In the past few decades, society has allowed women to have more options with what to do with their lives, and there has been more awareness of things like rape and violence against women. Maybe also less stigma for men to express their emotions. I don't see most of the changes since, say, the 1950s, as making masculinity unacceptable and I haven't known any men that have gone through masculinity crises.

Actually, one double standard that affects men (certainly not the only one) is that women are much freer to adapt "masculine" traits (short hair, men's clothes, even experimenting with the same sex) than men are to adapt "feminine" traits.

This ad may say masculinity is endangered and women are encouraged to walk all over men, and others still say men are forced into rigid masculine roles and women are subjugated. I say a lot of this is perception and it's very hard to objectively determine.

And, it's just an ad. People will say anything to sell stuff--and controversial advertising gets noticed the most.
"And, it's just an ad. People will say anything to sell stuff--and controversial advertising gets noticed the most."

Prog, that may be the best response to the post. Who knows what Dockers Levi Strauss truly intended as a side effect?

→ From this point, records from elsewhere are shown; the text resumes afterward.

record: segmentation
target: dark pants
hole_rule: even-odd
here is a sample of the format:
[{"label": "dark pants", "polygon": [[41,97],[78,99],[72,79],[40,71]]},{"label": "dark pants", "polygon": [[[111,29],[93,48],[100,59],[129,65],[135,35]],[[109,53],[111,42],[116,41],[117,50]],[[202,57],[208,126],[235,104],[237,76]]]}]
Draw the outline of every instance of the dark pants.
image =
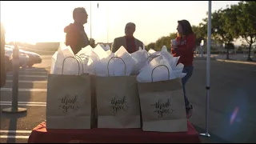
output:
[{"label": "dark pants", "polygon": [[186,86],[186,83],[187,82],[187,81],[189,80],[189,78],[192,76],[193,70],[194,70],[194,66],[184,66],[183,70],[182,70],[182,73],[186,73],[186,75],[185,77],[183,77],[182,79],[186,107],[189,107],[190,103],[190,101],[188,100],[188,98],[186,97],[185,86]]}]

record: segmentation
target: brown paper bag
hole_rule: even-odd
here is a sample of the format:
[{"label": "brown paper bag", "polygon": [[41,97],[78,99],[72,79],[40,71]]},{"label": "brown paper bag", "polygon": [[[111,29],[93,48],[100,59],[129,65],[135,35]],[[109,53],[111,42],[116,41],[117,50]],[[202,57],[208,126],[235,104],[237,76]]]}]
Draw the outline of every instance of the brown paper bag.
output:
[{"label": "brown paper bag", "polygon": [[141,127],[136,76],[96,77],[96,95],[98,128]]},{"label": "brown paper bag", "polygon": [[46,128],[90,129],[90,76],[49,74]]},{"label": "brown paper bag", "polygon": [[138,82],[138,86],[144,131],[187,131],[187,118],[180,78]]}]

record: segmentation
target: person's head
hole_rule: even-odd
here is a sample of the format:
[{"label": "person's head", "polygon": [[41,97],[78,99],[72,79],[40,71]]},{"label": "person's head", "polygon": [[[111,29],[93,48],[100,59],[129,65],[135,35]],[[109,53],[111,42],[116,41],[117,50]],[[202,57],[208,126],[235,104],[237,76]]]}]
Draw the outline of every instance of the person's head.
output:
[{"label": "person's head", "polygon": [[189,35],[194,34],[191,25],[187,20],[178,21],[177,30],[179,35]]},{"label": "person's head", "polygon": [[126,24],[125,28],[125,33],[126,36],[133,36],[135,32],[136,26],[133,22],[129,22]]},{"label": "person's head", "polygon": [[73,19],[75,22],[84,25],[87,23],[88,14],[83,7],[77,7],[73,10]]}]

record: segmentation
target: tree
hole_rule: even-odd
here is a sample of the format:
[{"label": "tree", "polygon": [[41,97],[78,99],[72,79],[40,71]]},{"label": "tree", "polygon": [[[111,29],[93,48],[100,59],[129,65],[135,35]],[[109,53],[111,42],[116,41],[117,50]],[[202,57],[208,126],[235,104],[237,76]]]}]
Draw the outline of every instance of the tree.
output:
[{"label": "tree", "polygon": [[167,47],[167,50],[170,50],[170,40],[174,39],[177,37],[177,33],[170,33],[169,36],[162,37],[158,38],[156,42],[151,42],[146,46],[146,49],[149,50],[150,49],[154,49],[156,51],[162,50],[163,46]]},{"label": "tree", "polygon": [[215,40],[224,43],[226,49],[226,59],[230,58],[229,50],[234,49],[231,43],[234,41],[234,35],[229,31],[230,26],[226,25],[226,19],[230,17],[230,10],[218,10],[212,14],[212,34]]},{"label": "tree", "polygon": [[226,17],[226,20],[230,32],[234,37],[242,37],[249,45],[247,61],[252,61],[251,47],[256,41],[255,7],[255,1],[241,1],[238,5],[231,6],[230,14],[232,16]]},{"label": "tree", "polygon": [[155,43],[154,42],[151,42],[150,44],[148,44],[147,46],[145,46],[146,50],[148,51],[150,49],[154,50],[155,49]]}]

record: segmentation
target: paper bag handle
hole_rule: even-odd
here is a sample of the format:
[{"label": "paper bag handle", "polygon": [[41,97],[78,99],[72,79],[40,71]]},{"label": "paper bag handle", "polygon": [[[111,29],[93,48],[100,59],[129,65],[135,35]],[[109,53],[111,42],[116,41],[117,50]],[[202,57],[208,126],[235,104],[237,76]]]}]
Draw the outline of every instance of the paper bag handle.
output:
[{"label": "paper bag handle", "polygon": [[114,59],[114,58],[119,58],[123,62],[123,64],[125,64],[125,75],[126,75],[126,65],[125,61],[123,59],[122,59],[121,58],[119,58],[119,57],[112,57],[109,60],[109,62],[107,62],[107,74],[108,74],[108,76],[110,76],[110,69],[109,69],[110,62],[111,59]]},{"label": "paper bag handle", "polygon": [[88,57],[90,57],[90,55],[86,55],[85,54],[81,54],[78,55],[78,57],[89,59]]},{"label": "paper bag handle", "polygon": [[82,74],[84,74],[84,72],[83,72],[83,62],[82,62],[81,57],[79,57],[79,56],[78,56],[78,55],[75,55],[74,57],[75,57],[76,58],[78,58],[78,59],[80,60],[81,64],[82,64]]},{"label": "paper bag handle", "polygon": [[79,66],[79,62],[78,62],[78,60],[75,57],[66,57],[66,58],[64,58],[63,62],[62,62],[62,74],[63,74],[64,62],[65,62],[66,59],[66,58],[74,58],[74,59],[75,59],[75,60],[78,62],[78,75],[80,75],[80,66]]},{"label": "paper bag handle", "polygon": [[[159,57],[160,55],[150,55],[147,58],[147,60],[149,61],[149,62],[150,62],[154,58],[157,58],[157,57]],[[150,60],[150,58],[151,58]]]},{"label": "paper bag handle", "polygon": [[170,79],[170,70],[169,70],[169,68],[168,68],[166,65],[159,65],[159,66],[155,66],[155,67],[153,69],[152,72],[151,72],[151,81],[152,81],[152,82],[153,82],[153,72],[154,72],[154,69],[156,69],[157,67],[159,67],[159,66],[165,66],[165,67],[166,67],[166,69],[167,69],[167,70],[168,70],[168,80]]}]

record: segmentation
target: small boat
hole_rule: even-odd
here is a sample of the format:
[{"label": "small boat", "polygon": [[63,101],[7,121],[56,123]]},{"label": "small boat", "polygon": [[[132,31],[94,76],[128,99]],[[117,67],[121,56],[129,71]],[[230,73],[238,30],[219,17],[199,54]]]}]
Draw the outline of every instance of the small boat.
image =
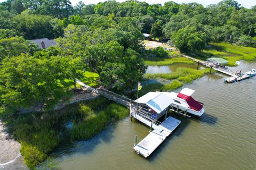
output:
[{"label": "small boat", "polygon": [[204,113],[204,104],[193,98],[194,92],[194,90],[185,88],[179,94],[174,92],[165,93],[174,100],[171,106],[181,110],[187,110],[187,113],[200,116]]},{"label": "small boat", "polygon": [[237,78],[235,76],[230,76],[230,78],[225,79],[225,81],[227,83],[231,83],[237,80]]},{"label": "small boat", "polygon": [[253,76],[256,75],[256,69],[252,69],[245,73],[247,75]]}]

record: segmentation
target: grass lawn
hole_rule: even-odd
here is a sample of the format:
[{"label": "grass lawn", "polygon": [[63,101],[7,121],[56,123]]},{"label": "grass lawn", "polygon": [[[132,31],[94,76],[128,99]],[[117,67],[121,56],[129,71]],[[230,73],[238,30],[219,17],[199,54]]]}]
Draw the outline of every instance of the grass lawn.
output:
[{"label": "grass lawn", "polygon": [[210,43],[199,54],[199,58],[206,60],[212,57],[221,57],[229,61],[228,65],[235,66],[237,61],[254,60],[256,58],[256,48],[237,46],[226,42]]},{"label": "grass lawn", "polygon": [[[83,73],[83,77],[79,79],[85,84],[94,87],[99,85],[98,80],[100,79],[100,76],[96,73],[85,71]],[[69,84],[70,89],[74,89],[74,80],[67,79],[65,80],[65,82]],[[79,88],[81,87],[81,85],[76,83],[77,88]]]},{"label": "grass lawn", "polygon": [[144,44],[145,45],[145,49],[149,49],[152,48],[157,48],[158,47],[162,47],[163,48],[173,48],[173,47],[169,46],[166,43],[162,43],[161,42],[157,42],[154,40],[144,40]]}]

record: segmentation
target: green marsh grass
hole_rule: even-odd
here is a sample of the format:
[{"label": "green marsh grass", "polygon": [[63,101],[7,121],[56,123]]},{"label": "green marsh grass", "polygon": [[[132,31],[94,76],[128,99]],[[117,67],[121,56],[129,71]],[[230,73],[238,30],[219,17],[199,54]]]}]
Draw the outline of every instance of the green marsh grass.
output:
[{"label": "green marsh grass", "polygon": [[210,73],[210,69],[195,70],[189,68],[178,68],[176,71],[170,73],[146,74],[145,77],[147,79],[161,78],[165,80],[177,79],[183,83],[191,83],[194,80],[203,76]]},{"label": "green marsh grass", "polygon": [[210,43],[211,47],[206,47],[199,54],[203,60],[213,56],[221,57],[229,61],[229,66],[235,66],[236,61],[241,60],[252,61],[256,58],[256,48],[238,46],[226,42]]},{"label": "green marsh grass", "polygon": [[171,57],[171,58],[147,58],[145,59],[146,64],[148,65],[169,65],[175,63],[187,63],[194,64],[195,62],[191,60],[183,57]]},{"label": "green marsh grass", "polygon": [[155,82],[143,86],[139,91],[139,97],[142,96],[149,91],[155,91],[157,90],[173,90],[178,89],[183,86],[183,83],[177,80],[173,80],[170,83],[163,84],[159,82]]},{"label": "green marsh grass", "polygon": [[98,113],[88,106],[81,105],[80,107],[83,121],[75,124],[71,129],[71,137],[74,140],[90,139],[104,130],[111,118],[118,120],[129,113],[127,108],[115,103],[110,104]]}]

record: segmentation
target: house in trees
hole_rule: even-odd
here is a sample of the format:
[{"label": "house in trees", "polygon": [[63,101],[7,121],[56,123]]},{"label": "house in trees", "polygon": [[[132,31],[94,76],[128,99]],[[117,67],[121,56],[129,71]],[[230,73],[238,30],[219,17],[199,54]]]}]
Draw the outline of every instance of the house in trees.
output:
[{"label": "house in trees", "polygon": [[150,38],[150,34],[148,34],[148,33],[143,33],[143,35],[144,36],[144,37],[145,37],[145,39],[146,40],[148,40],[148,39],[151,39],[151,38]]},{"label": "house in trees", "polygon": [[49,39],[47,38],[31,39],[30,41],[37,44],[40,48],[43,49],[47,49],[51,46],[55,46],[56,45],[56,42],[54,39]]}]

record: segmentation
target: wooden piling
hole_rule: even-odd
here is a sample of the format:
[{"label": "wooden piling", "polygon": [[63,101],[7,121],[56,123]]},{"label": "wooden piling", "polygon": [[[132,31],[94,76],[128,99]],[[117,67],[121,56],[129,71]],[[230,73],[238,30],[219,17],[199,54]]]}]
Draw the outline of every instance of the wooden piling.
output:
[{"label": "wooden piling", "polygon": [[134,137],[134,146],[135,146],[137,145],[137,135],[135,135]]}]

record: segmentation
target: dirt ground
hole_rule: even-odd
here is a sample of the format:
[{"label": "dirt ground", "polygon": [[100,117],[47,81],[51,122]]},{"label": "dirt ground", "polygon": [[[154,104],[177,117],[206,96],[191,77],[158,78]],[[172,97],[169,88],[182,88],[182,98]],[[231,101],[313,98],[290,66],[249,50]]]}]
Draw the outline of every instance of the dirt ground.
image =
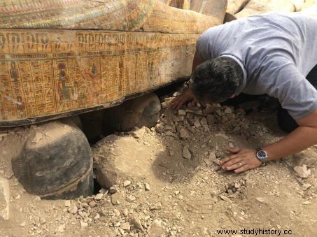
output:
[{"label": "dirt ground", "polygon": [[[171,98],[162,99],[165,107]],[[217,231],[269,229],[315,236],[317,146],[239,175],[217,165],[228,146],[255,148],[285,135],[274,113],[255,106],[249,104],[253,109],[245,115],[241,108],[215,106],[206,116],[197,108],[167,108],[155,127],[106,137],[92,148],[94,161],[110,169],[108,178],[118,185],[71,201],[25,192],[10,159],[28,128],[2,131],[0,175],[9,180],[12,196],[0,236],[248,236]],[[310,171],[307,178],[293,169],[303,164]]]}]

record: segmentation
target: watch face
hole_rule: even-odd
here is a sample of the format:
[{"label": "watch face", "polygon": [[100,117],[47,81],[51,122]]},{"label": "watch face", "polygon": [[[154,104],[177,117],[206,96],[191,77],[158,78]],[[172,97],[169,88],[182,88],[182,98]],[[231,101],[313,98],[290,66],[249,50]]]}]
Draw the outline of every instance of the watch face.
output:
[{"label": "watch face", "polygon": [[267,152],[264,150],[259,150],[258,152],[257,156],[259,159],[265,159],[267,158]]}]

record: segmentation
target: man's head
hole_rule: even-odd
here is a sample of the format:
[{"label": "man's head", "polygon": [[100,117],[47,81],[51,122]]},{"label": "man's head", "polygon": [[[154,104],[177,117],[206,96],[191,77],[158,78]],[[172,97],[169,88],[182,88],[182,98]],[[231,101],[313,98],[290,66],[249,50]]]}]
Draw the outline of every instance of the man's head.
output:
[{"label": "man's head", "polygon": [[192,75],[191,89],[199,101],[222,102],[234,96],[242,83],[240,65],[227,57],[203,62]]}]

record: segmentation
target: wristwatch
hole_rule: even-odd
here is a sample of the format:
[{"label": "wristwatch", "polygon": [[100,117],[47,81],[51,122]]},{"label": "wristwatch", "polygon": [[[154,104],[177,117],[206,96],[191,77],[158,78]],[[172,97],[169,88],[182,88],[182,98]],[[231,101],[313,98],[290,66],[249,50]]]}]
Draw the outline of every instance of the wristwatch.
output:
[{"label": "wristwatch", "polygon": [[260,159],[263,164],[267,162],[267,153],[262,148],[258,148],[256,150],[256,157]]}]

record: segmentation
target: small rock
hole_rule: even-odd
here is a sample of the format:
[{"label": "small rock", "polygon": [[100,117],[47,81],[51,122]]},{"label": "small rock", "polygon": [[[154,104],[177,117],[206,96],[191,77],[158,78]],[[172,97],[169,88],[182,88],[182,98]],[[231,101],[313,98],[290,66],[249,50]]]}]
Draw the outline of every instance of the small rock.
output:
[{"label": "small rock", "polygon": [[143,228],[142,227],[142,224],[141,223],[140,218],[136,214],[132,214],[129,216],[129,219],[131,223],[134,226],[135,229],[143,231]]},{"label": "small rock", "polygon": [[125,182],[123,182],[123,187],[128,187],[131,185],[131,181],[129,180],[125,180]]},{"label": "small rock", "polygon": [[183,157],[187,159],[190,159],[192,158],[192,155],[190,154],[190,152],[187,146],[184,146],[183,148]]},{"label": "small rock", "polygon": [[94,200],[101,200],[104,194],[97,194],[96,196],[94,196]]},{"label": "small rock", "polygon": [[161,106],[162,108],[167,108],[169,107],[169,105],[171,104],[171,101],[167,101],[161,103]]},{"label": "small rock", "polygon": [[134,201],[136,201],[136,198],[133,195],[130,195],[127,198],[127,201],[129,203],[133,203]]},{"label": "small rock", "polygon": [[154,206],[151,207],[150,209],[153,210],[158,210],[162,208],[162,203],[160,202],[156,203]]},{"label": "small rock", "polygon": [[93,208],[97,206],[97,203],[94,201],[92,201],[89,202],[88,205],[90,208]]},{"label": "small rock", "polygon": [[64,232],[64,230],[65,230],[65,224],[60,224],[58,227],[58,229],[57,229],[58,232],[62,233],[62,232]]},{"label": "small rock", "polygon": [[150,191],[150,185],[147,182],[144,184],[144,188],[146,191]]},{"label": "small rock", "polygon": [[178,110],[178,116],[185,116],[185,115],[186,115],[186,110]]},{"label": "small rock", "polygon": [[119,205],[120,204],[120,199],[121,196],[119,193],[115,193],[111,195],[111,203],[113,205]]},{"label": "small rock", "polygon": [[306,191],[311,187],[311,185],[310,185],[309,183],[304,183],[302,186],[302,189],[304,191]]},{"label": "small rock", "polygon": [[206,120],[208,124],[213,124],[215,123],[215,117],[212,115],[208,115]]},{"label": "small rock", "polygon": [[114,186],[113,187],[111,187],[110,189],[109,189],[109,192],[111,194],[113,194],[117,192],[117,188]]},{"label": "small rock", "polygon": [[300,178],[307,178],[311,175],[311,170],[307,170],[306,164],[303,164],[301,166],[295,166],[293,168]]},{"label": "small rock", "polygon": [[165,233],[162,220],[155,220],[148,228],[149,236],[161,236]]},{"label": "small rock", "polygon": [[80,227],[82,228],[85,228],[85,227],[88,227],[88,224],[87,222],[85,222],[83,221],[80,221]]},{"label": "small rock", "polygon": [[259,203],[264,203],[265,202],[265,199],[263,197],[257,197],[256,201],[258,201]]},{"label": "small rock", "polygon": [[129,134],[134,138],[141,138],[144,136],[144,134],[146,133],[146,129],[145,127],[143,127],[141,129],[138,129],[134,131],[132,131],[129,132]]},{"label": "small rock", "polygon": [[227,203],[231,203],[232,202],[232,201],[231,201],[231,199],[230,198],[228,198],[228,197],[227,197],[227,196],[225,196],[224,195],[220,195],[220,197],[221,199],[223,199],[223,201],[226,201]]},{"label": "small rock", "polygon": [[69,213],[71,214],[76,214],[77,210],[78,208],[75,203],[71,204],[71,206],[69,208]]},{"label": "small rock", "polygon": [[179,136],[181,138],[190,138],[190,134],[188,134],[188,131],[187,129],[182,128],[181,129],[181,131],[179,131]]},{"label": "small rock", "polygon": [[197,120],[195,121],[195,122],[194,122],[194,126],[195,126],[196,128],[197,128],[197,129],[199,129],[199,127],[202,127],[202,124],[200,124],[199,120],[198,119],[197,119]]},{"label": "small rock", "polygon": [[10,184],[0,178],[0,220],[8,220],[10,216]]},{"label": "small rock", "polygon": [[100,219],[99,213],[97,213],[94,218],[94,220],[98,220],[98,219]]},{"label": "small rock", "polygon": [[129,231],[131,228],[129,222],[123,223],[120,227],[125,231]]},{"label": "small rock", "polygon": [[65,201],[65,206],[70,207],[71,206],[71,200],[66,200]]}]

But we all know that their main goal was to make money.

People want to blame a simple commercial ad (the media, actually) for social upheaval. The author of the article was just as guilty of the "literalistic reductionism" he admonished as those he accused. In the end, it comes down to blaming someone else for your inadequacies, as goodthink pointed out. The ad may very well have just been a joke.

One thing about us homo sapiens...we take ourselves WAY too seriously.
learn from your mistakes
live life without god
don't beat on women (if she hits you, run; if that don't work, headlock)

> : P

man, woman, child, Earth is polluted and needs help, hello.
I've been thinking about this one. I wonder if the current stereotype of the "male ideal" isn't pretty recent.

The modern mythology that pops out at me is the Clint Eastwood character from spaghetti westerns. The only emotion this character demonstrates is anger, with an occasional undercurrent of anguish . He is near perfect in his ability to exact vengeance. Any feelings of warmth or tenderness are always be camouflaged behind a cool exterior. He is the supreme, unkillable, unbeatable, alpha male. The character resembles a super hero from the comics much more closely than he does a human being.

Older myths about the male ideal feel much more realistic to me. The Greek heroes were strong and brave, but certainly not infallible. They cried, made stupid mistakes, got out foxed by villains, fell in love and demonstrated a full range of human emotion.

I wonder why modern mythology has made the male ideal so polarized and sterile?

PS… I’m getting a little long in the tooth. I could be completely off base with my understanding of the modern male ideal. I grew up with Clint Eastwood, but maybe there is a more recent icon that better symbolizes the male ideal?
You know a few days ago I wanted to cry because of all the negetivity on this subject and now I want to cry because this thread makes me believe in the brilliance of our community again.

Anyway, Sara Connor was the first character that came to mind when I read Rusty's point of the Clint Eastwood hero type, or the brooding avenger archtype. I think that it is interesting that this is probably one of the primary hero types used in cinema and that it is distinctly unisex. The old fashioned hero type seemed to have a greater focus on brute strength and a capacity for melee (Greek heroes are a perfect example)and quite frankly screw any girl that he sees. Well this type of hero is rarely the biggest and strongest, but are often the toughest, fastest, smartest, and best trained. Also, and think about this, they are often monogamous. I think it is awesome because it promotes the fact that heroism is in the will, not in the arm (nor in the sex).

As for newer male ideals in cinema, I think of the Tyler Durden character from Fight Club. First of all, clearly insane to pretty much everyone around him, yet is still a man that attracts followers. He exists on the dirty fringe of society (apparently by choice), is knowledgable and self taught, and of course is incredibly tough and intelligent.